Security and Privacy
How we protect your data and ensure a secure environment
Our Security Principle
We are committed to providing the highest level of security and privacy for all users of our website. Your security is our top priority.
We use advanced technologies and strict protocols to protect your personal data and ensure the integrity of our platform.
Robust Authentication and Authorization
To protect access to user accounts and administrative functions, we employ modern methods:
- JWT Authentication: Using JSON Web Tokens for secure and stateless user authentication.
- Password Hashing: All passwords are stored as cryptographic hashes using the bcrypt algorithm, making them unreadable and protected against breaches.
Data Protection
We take all necessary measures to protect your data from unauthorized access, alteration, or destruction:
- SQL Injection Prevention: All database queries are parameterized to prevent SQL injection attacks.
- Input Validation: All incoming data undergoes strict validation and sanitization to prevent XSS attacks and other vulnerabilities.
- File Upload Security: File uploads are strictly controlled with type and size validation to prevent the upload of malicious content.
Web Application Security
Our website is protected at the web application level using a comprehensive set of measures:
- HTTP Security Headers: Using Helmet.js to set security headers (HSTS, CSP, XSS Protection).
- CORS Policies: Configured Cross-Origin Resource Sharing policies to control access to resources.
- Rate Limiting: Limiting the frequency of requests to prevent denial-of-service (DDoS) attacks.
- SSL/TLS Encryption: All data transmitted between your browser and our server is encrypted using SSL/TLS.
Your Data Rights (152-FZ / GDPR)
You have the right to manage the personal data we hold about you:
- Right of access: you can request all information associated with your account by contacting us via email.
- Right to erasure: you can delete your account and all associated personal data through your profile settings.

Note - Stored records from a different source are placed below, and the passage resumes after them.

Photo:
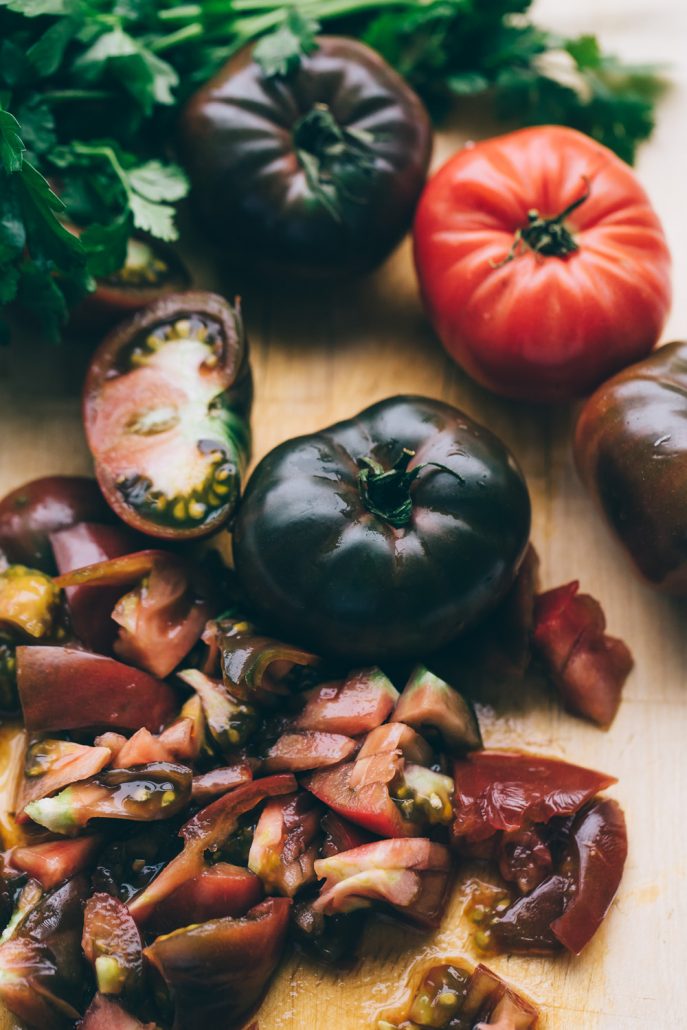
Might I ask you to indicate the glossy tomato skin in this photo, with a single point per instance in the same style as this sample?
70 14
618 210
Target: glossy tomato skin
317 563
240 138
32 512
541 327
630 450
166 410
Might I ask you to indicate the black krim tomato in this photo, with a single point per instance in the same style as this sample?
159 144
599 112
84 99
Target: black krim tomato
383 536
166 408
316 173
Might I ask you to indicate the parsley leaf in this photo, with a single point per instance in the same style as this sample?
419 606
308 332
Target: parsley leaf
280 53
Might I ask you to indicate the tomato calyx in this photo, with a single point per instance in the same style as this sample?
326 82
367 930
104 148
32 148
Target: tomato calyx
385 492
549 237
336 161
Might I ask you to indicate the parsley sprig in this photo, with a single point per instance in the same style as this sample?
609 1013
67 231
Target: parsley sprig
90 91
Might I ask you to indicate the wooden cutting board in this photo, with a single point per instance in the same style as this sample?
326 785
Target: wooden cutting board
322 354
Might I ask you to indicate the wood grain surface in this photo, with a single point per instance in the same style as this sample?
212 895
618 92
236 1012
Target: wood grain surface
322 353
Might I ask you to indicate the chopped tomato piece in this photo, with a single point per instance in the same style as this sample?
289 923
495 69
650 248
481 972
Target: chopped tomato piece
353 707
504 790
451 994
104 1014
145 793
209 785
284 845
411 876
229 721
217 891
86 544
217 970
588 667
308 750
53 862
112 946
49 765
204 834
62 688
341 835
594 863
432 707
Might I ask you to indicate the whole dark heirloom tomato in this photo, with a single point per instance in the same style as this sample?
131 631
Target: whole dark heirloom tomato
384 535
166 407
313 174
630 449
543 266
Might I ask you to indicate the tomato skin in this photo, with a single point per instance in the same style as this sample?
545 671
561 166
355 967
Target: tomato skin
170 436
630 450
317 556
32 512
239 143
217 970
541 328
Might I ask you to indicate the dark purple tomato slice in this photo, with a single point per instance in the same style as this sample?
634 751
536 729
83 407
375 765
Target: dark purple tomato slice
308 750
203 835
284 845
145 793
62 688
53 862
166 408
504 790
49 765
594 863
86 544
216 971
105 1014
32 512
587 666
151 271
160 619
411 876
112 946
218 891
353 707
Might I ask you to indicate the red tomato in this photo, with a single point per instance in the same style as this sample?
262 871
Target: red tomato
543 267
504 790
218 891
62 688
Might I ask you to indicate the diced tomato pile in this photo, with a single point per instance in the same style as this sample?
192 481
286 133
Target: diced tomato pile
193 788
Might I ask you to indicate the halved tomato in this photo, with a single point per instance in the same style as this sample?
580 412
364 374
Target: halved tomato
166 408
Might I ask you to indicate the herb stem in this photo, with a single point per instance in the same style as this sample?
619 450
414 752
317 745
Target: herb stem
194 31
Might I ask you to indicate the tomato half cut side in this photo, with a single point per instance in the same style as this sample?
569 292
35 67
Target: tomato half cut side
166 409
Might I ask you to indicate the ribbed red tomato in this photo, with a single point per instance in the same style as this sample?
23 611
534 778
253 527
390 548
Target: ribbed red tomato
543 266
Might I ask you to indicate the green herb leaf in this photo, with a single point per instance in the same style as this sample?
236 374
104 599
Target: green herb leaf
281 52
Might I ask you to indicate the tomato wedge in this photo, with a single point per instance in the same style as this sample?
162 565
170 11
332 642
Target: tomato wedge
502 790
32 512
588 667
166 407
112 946
217 970
284 845
308 750
204 834
410 876
86 544
218 891
62 688
49 765
55 861
353 707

Public comments are anonymized to preserve discussion continuity.
- Right to rectification: any inaccuracies in your data can be corrected in your profile or by contacting us.
For questions about personal data processing, contact: admin@okrock.ru
Continuous Improvement
We constantly monitor for new security threats and update our systems to ensure maximum protection. Our team regularly conducts security audits and implements industry best practices.